Each print publication is hyperlinked to WorldCat. By clicking this link and clicking the link to “RISD,” you will find the link to the publication’s call number in the library. 

To find digital content and events not linked here, start by searching the website using the “search the rest of the site” option with a keyword to find additional content. For example, if you do this search using the keyword “Nesmin,” you will find two online articles, a video, two recent publications, and more content that is not linked to the object page.

Learn about strategies for finding print publications not linked here in the museum-specific publications guide.

Exhibition History  

This section lists exhibitions that have included the object. You may also see times the object has been on view in permanent collection galleries. There may also be interpretive text associated with these exhibitions; typically, this is the text that appeared/appears on the object label, the term for the text on the wall or case next to an object on display. This text is written by curators or interpretation staff at museums, and is purposely concise for the purposes of accessibility.

Keep in mind that label text provides one perspective on an object, often focused on the themes and narrative of the exhibition in question. That being said, it is a rich source of leads to explore further. Look into the names, time periods, contexts, and connections mentioned.
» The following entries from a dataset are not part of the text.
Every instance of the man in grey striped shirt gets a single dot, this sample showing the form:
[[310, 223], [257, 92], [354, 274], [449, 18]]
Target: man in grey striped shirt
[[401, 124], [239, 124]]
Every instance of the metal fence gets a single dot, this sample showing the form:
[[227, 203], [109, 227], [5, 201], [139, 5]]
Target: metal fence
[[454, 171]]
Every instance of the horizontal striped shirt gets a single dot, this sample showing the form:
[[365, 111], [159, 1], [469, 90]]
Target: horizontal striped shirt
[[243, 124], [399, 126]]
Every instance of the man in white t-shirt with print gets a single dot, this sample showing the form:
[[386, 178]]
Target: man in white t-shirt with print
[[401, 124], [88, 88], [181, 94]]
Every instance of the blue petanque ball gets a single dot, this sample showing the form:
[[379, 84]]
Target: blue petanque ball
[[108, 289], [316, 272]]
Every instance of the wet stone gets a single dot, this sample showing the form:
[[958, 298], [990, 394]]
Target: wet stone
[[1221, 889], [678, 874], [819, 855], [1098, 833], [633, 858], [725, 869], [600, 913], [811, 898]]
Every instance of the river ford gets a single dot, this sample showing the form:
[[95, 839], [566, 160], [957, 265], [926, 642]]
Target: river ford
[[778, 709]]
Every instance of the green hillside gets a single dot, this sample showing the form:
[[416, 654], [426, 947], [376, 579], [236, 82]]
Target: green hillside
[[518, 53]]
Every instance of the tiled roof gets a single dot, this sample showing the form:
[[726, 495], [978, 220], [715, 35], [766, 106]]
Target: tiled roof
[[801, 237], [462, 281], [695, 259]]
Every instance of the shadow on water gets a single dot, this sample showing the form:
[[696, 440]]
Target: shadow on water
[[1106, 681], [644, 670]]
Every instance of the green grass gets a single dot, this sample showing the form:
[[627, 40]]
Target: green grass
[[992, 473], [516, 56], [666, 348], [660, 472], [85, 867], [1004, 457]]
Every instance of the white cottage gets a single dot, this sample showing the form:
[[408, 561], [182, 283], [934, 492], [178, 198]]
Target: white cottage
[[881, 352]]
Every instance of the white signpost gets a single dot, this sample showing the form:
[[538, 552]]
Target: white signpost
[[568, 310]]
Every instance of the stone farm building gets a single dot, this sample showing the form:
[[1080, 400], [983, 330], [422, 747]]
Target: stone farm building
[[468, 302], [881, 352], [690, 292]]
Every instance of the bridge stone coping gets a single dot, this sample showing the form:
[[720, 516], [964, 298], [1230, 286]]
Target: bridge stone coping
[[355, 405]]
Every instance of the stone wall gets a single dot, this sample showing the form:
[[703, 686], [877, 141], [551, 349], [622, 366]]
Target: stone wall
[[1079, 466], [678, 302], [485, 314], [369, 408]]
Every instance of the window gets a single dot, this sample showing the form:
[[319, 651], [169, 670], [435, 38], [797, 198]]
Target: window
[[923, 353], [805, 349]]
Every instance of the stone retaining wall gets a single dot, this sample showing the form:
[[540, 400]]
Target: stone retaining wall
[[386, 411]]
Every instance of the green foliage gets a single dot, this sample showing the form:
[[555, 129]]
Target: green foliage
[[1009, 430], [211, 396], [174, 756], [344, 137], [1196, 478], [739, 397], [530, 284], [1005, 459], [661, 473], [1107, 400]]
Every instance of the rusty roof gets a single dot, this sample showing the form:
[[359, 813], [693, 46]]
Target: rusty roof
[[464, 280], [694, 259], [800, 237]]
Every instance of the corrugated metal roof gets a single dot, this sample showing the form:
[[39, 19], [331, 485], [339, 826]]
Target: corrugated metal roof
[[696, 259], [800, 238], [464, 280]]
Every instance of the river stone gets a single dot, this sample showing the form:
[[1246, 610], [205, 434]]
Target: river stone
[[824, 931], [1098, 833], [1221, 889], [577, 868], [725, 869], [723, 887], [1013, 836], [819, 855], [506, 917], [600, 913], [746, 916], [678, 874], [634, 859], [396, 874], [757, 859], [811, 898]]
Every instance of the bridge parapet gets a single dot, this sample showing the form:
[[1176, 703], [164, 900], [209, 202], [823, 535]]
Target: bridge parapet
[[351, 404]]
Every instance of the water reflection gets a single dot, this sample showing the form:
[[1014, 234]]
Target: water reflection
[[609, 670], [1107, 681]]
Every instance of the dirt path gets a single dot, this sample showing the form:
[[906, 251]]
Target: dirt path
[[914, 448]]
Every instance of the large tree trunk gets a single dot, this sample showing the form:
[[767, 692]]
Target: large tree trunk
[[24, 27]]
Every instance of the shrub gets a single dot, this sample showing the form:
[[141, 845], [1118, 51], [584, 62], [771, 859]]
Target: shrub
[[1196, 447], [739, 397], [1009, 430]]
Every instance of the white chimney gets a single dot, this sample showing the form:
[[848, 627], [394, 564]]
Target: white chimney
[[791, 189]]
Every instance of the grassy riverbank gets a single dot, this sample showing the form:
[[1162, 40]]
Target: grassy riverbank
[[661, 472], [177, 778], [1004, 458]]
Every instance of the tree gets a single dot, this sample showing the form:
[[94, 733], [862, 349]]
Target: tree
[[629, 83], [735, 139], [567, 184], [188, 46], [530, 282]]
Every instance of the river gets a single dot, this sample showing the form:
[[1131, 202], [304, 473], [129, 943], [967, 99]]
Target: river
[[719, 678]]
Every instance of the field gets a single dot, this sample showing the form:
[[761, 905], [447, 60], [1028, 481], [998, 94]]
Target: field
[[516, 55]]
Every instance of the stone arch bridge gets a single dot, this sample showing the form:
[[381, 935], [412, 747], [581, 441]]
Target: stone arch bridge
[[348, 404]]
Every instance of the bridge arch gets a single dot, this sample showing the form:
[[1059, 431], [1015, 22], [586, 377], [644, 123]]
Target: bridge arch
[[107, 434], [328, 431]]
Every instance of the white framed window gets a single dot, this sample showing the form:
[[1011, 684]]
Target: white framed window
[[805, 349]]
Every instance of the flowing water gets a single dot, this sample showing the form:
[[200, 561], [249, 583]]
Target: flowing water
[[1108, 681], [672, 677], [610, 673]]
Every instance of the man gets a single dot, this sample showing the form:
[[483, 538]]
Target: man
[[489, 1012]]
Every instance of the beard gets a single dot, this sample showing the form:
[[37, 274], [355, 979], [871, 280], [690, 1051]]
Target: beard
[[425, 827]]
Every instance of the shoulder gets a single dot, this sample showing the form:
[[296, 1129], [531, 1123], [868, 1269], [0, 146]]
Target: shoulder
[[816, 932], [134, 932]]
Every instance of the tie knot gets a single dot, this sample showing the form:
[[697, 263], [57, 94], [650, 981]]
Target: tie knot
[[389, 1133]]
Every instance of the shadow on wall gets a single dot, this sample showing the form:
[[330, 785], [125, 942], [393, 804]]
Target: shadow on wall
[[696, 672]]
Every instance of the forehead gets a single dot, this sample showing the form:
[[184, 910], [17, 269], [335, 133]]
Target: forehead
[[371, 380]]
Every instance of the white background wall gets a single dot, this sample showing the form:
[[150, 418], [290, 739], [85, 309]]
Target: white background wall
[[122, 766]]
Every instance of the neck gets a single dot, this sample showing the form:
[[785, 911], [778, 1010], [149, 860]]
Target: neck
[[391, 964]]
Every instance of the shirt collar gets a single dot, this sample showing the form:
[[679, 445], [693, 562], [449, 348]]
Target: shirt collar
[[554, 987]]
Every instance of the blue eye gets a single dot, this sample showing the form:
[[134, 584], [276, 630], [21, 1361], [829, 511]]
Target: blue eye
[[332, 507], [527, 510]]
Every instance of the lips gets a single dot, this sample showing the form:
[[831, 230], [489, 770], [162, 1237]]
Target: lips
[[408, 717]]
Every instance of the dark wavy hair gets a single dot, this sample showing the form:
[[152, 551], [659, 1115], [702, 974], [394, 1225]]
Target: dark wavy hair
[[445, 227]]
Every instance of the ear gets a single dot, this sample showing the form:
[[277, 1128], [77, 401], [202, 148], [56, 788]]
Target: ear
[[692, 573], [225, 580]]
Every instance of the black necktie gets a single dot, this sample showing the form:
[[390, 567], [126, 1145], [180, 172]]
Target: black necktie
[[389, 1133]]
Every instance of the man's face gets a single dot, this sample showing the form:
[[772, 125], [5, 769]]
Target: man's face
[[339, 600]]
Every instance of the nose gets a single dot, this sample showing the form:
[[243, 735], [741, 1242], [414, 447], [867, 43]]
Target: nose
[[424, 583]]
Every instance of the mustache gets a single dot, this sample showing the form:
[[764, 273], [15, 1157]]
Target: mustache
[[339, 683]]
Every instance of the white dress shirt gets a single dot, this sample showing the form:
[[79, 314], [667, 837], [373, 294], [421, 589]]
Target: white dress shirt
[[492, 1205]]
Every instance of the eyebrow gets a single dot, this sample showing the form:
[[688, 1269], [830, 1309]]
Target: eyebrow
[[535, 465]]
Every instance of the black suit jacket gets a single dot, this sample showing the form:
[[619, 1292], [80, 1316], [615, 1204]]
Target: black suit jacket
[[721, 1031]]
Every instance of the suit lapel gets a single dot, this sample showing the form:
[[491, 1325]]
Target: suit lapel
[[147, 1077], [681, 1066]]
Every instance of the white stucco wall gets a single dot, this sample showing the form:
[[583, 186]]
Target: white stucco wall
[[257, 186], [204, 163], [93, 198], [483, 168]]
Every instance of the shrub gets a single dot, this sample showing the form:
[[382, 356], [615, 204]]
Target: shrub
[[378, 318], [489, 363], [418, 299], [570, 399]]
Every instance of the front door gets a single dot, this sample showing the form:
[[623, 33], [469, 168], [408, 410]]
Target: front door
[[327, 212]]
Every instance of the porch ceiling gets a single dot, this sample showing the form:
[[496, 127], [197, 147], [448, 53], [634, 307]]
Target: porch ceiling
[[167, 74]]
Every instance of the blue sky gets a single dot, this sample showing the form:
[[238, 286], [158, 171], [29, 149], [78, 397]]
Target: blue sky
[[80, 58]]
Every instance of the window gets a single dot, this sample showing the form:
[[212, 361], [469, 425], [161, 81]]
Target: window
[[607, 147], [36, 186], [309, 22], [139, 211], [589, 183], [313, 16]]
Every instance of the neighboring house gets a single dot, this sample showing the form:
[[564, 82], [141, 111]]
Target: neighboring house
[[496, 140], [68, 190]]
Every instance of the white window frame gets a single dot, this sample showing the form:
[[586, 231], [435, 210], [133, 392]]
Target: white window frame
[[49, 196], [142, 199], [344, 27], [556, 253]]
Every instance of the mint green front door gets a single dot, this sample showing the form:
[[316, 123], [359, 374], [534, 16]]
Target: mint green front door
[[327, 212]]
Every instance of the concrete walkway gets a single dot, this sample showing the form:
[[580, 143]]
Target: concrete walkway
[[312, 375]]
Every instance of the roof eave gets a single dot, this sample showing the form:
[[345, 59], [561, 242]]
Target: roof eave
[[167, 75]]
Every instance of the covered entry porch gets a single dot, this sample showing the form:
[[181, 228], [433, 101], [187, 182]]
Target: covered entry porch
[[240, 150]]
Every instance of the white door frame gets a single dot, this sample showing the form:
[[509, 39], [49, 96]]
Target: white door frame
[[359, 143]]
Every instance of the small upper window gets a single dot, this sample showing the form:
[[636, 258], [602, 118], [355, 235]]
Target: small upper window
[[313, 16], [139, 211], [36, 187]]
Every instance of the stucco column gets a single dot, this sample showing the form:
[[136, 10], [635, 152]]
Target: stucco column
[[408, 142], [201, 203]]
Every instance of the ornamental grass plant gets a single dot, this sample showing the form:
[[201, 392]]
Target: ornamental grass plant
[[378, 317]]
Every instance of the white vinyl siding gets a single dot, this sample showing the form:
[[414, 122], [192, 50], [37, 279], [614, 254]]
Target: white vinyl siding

Consider the themes of past exhibitions and think about what other themes could be linked to the object.

Related  

See Object Number, above.

 
Use  

You can download, print, and share object images. We register our images and content under a Creative Commons license.

This section provides a link to a form through which you can request larger images of an object.

Feedback  

The information on these object pages is a public display of parts of the museum’s internal database. The data housed in databases are put there by humans, and humans can be fallible, messy, inconsistent, and biased. This section acknowledges this and allows anyone visiting the site to contact the museum with corrections to typos, errors, or omissions in a record.

If you do in-depth research on an object, you might uncover new information, or notice a cataloging error. Perhaps you’ve found a publication reference that isn’t included in the object page, or a typo in an object’s title. Let the museum know!